Pressurized metered dose inhalers (pMDIs) are widely used for the treatment of pulmonary diseases. The overall efficiency of pMDI drug delivery may be defined by in vitro parameters such as the amount of drug that deposits on the model throat and the proportion of the emitted dose that has particles that are sufficiently small to deposit in the lung (i.e., fine particle fraction, FPF). The study presented examines product performance of ten solution pMDI formulations containing a variety of cosolvents with diverse chemical characteristics by cascade impaction with three inlets (USP induction port, Alberta Idealized Throat, and a large volume chamber). Through the data generated in support of this study, it was demonstrated that throat deposition, cascade impactor deposition, FPF, and mass median aerodynamic diameter of solution pMDIs depend on the concentration and vapor pressure of the cosolvent, and the selection of model throat.
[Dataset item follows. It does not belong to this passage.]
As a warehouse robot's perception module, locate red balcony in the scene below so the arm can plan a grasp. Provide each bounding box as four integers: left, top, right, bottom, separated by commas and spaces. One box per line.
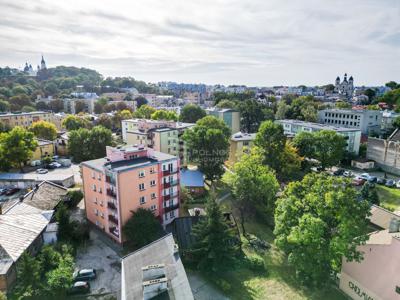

Theoretical droplet lifetimes were calculated for each formulation using a discrete two-stage evaporation process model and it was determined that the droplet lifetime is highly correlated to throat deposition and FPF indicating that evaporation kinetics significantly influences pMDI drug delivery.

Graphical abstract

Discrete two-stage evaporation process for droplets from solution pMDIs with three of the ten different formulations evaluated (orange/top: 0.3% drug in HFA-134a; green/middle: 0.3% drug with 8% ethanol (EtOH) in HFA-134a; and blue/bottom: 0.3% drug with 20% ethanol in HFA-134a). This dynamic droplet evolution from initial droplet to residual particles can have a significant impact on throat deposition and fine particle fraction. The initial droplets depicted represent the mass median droplet size; evaporation times, relative throat deposition, and relative fine particle fraction are determined from experimental data, presented herein.